Park land open for business

The Canadian Parks and Wilderness Society has completed its sixth annual review of the state of Canada’s parks

The Canadian Parks and Wilderness Society has completed its sixth annual review of the state of Canada’s parks and has found that, across the country, most parks and proposed protected areas are facing greater threats than they were a year ago.

Peter Wood, spokesperson for the society, says that in B.C., for instance, provincial parks and protected areas are facing serious threats from amendments to the province’s Park Act, which now permit industrial research within park boundaries and facilitate the park boundary adjustment process for industrial purposes, like building pipelines. One problem, he says, is that ‘research’ is not defined, so can be used to justify all sorts of invasive activities specifically designed to facilitate industrial development.
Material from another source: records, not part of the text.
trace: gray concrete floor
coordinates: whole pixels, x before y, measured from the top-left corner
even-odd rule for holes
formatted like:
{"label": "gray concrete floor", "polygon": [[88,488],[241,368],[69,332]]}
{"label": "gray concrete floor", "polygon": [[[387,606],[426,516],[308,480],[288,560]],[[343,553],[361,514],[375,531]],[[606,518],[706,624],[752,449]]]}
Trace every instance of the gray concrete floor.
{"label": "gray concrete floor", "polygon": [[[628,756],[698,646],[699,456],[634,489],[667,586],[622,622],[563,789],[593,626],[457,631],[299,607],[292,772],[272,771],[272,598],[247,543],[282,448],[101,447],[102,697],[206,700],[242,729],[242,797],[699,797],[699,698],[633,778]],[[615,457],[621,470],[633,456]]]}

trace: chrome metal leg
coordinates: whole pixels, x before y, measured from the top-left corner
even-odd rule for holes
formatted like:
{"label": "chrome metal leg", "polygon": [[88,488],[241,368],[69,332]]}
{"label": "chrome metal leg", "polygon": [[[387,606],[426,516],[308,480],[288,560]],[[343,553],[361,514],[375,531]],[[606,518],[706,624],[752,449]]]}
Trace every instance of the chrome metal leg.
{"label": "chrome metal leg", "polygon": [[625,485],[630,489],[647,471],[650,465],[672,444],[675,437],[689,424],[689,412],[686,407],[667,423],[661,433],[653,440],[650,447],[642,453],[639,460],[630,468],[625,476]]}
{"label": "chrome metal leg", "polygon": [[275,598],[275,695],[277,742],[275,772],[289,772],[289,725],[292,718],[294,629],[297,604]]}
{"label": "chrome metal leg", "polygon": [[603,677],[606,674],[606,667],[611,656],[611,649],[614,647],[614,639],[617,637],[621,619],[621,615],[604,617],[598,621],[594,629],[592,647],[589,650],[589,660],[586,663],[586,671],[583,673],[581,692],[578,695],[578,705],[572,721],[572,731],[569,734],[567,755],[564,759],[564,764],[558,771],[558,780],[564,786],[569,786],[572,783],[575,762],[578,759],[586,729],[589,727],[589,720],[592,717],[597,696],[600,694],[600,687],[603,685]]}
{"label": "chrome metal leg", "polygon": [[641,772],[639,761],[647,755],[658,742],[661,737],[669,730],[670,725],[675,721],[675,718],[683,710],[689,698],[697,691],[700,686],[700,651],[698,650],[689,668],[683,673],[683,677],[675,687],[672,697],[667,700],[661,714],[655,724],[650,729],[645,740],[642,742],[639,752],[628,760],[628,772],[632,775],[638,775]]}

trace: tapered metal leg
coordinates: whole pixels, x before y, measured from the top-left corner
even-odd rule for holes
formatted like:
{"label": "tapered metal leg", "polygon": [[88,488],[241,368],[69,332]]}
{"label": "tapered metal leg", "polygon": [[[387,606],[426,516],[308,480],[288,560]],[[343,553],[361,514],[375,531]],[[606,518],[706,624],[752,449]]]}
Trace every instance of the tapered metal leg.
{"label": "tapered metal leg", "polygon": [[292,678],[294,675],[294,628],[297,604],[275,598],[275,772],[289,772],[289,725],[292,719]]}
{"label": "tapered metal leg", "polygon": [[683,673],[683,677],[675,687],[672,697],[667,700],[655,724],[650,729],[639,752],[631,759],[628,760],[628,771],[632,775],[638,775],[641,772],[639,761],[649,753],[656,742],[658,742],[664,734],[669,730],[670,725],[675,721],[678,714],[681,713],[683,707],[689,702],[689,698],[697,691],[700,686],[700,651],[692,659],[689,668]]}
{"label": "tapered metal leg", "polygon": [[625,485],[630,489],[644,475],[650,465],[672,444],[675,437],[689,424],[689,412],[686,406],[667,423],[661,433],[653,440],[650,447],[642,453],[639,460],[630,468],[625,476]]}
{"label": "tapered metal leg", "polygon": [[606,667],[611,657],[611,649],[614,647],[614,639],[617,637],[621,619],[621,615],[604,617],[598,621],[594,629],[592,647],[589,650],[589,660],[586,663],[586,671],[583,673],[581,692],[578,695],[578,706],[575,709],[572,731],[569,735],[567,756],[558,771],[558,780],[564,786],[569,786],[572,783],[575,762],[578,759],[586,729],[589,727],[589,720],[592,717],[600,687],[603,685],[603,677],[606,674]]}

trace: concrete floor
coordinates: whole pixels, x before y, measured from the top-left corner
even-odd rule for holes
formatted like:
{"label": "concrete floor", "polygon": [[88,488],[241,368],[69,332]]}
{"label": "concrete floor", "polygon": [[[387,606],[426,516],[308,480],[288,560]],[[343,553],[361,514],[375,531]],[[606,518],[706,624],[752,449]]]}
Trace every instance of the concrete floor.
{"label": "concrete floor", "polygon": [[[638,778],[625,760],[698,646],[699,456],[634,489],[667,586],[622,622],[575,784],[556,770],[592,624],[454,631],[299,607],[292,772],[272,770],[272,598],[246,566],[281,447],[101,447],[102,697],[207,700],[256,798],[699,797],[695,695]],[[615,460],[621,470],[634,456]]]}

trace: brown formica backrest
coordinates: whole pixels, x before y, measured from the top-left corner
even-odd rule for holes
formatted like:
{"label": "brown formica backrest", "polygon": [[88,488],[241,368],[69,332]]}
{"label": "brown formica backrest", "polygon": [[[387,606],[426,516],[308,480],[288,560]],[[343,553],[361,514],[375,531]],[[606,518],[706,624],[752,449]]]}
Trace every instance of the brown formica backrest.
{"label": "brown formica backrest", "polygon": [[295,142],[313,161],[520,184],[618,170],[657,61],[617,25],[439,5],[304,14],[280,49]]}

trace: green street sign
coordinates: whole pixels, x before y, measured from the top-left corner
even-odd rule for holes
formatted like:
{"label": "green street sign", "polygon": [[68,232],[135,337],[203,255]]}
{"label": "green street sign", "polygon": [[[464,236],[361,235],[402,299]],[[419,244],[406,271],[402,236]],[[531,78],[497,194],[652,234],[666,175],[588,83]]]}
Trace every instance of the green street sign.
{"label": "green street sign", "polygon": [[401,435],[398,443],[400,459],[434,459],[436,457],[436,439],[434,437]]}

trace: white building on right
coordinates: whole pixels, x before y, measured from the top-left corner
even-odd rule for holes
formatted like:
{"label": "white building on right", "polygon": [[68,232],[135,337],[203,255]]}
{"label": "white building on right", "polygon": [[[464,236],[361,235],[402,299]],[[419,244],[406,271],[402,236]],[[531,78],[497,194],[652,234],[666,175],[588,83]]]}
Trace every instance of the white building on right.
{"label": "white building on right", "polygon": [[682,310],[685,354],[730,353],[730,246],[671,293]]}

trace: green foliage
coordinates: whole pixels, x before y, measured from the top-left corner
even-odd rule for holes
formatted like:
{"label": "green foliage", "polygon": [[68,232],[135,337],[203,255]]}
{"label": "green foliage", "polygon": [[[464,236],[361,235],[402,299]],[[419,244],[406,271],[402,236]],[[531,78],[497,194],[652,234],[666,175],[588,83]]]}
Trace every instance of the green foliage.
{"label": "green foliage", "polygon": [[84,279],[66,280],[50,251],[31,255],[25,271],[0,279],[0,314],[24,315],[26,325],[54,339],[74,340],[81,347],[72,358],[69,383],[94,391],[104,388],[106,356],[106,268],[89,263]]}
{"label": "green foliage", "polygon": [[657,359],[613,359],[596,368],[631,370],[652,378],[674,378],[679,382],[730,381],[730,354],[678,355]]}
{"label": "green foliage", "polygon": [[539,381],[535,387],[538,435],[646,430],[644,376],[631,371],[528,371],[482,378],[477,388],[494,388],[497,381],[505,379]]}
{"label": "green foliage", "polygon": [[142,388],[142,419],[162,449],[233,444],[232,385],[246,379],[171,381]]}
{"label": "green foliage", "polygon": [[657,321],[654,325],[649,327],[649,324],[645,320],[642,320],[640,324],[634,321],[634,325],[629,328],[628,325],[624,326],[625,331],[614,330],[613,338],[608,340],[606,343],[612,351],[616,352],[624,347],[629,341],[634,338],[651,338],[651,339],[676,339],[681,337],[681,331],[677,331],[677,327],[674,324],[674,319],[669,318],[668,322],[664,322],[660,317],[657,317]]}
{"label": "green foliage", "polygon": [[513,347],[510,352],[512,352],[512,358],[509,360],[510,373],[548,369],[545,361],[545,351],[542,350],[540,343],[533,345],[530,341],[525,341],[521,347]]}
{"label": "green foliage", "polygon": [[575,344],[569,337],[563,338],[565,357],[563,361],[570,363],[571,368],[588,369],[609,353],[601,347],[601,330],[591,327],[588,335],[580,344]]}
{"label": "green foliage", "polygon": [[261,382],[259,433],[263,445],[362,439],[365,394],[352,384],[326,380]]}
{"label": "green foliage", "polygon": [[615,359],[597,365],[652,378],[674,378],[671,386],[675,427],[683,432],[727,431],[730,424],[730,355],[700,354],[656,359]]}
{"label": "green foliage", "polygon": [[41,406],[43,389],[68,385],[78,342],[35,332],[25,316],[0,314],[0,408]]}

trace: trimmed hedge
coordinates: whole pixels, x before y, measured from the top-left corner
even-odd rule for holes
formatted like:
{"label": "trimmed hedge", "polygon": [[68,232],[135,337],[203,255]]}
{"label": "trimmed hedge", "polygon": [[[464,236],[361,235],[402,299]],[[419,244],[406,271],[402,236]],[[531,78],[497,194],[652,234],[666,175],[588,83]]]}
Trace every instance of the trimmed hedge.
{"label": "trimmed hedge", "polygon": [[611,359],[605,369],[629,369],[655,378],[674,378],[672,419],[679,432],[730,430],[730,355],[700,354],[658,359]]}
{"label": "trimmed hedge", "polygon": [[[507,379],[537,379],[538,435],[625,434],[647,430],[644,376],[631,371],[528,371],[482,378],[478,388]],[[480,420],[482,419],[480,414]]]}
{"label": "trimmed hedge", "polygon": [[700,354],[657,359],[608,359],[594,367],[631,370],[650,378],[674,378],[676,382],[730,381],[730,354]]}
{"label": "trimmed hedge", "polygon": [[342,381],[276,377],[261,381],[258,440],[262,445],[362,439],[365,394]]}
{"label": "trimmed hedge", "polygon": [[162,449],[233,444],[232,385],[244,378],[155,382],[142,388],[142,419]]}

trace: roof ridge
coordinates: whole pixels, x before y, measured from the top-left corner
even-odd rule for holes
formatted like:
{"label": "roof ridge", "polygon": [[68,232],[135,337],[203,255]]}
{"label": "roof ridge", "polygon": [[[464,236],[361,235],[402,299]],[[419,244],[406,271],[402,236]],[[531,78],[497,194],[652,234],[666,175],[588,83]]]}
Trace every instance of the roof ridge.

For example, he says, Kinder Morgan has been issued permits in five different parks and protected areas to conduct research that will be used to support the expansion of their pipeline.

This is precisely the opposite to what was envisioned when park land was preserved, and precisely not what tourists and residents want from their parks.

We go to parks to enjoy nature and the outdoors, not to see heavy machinery, surveyors or pipelines. Nor do the wildlife which are part of the chain of life that sustains us all need more encroachment on what little land they have left.

With the strength of tourism in this province and the necessity for clean water and air to live, it is false economy to sacrifice our parkland for any more industrial growth.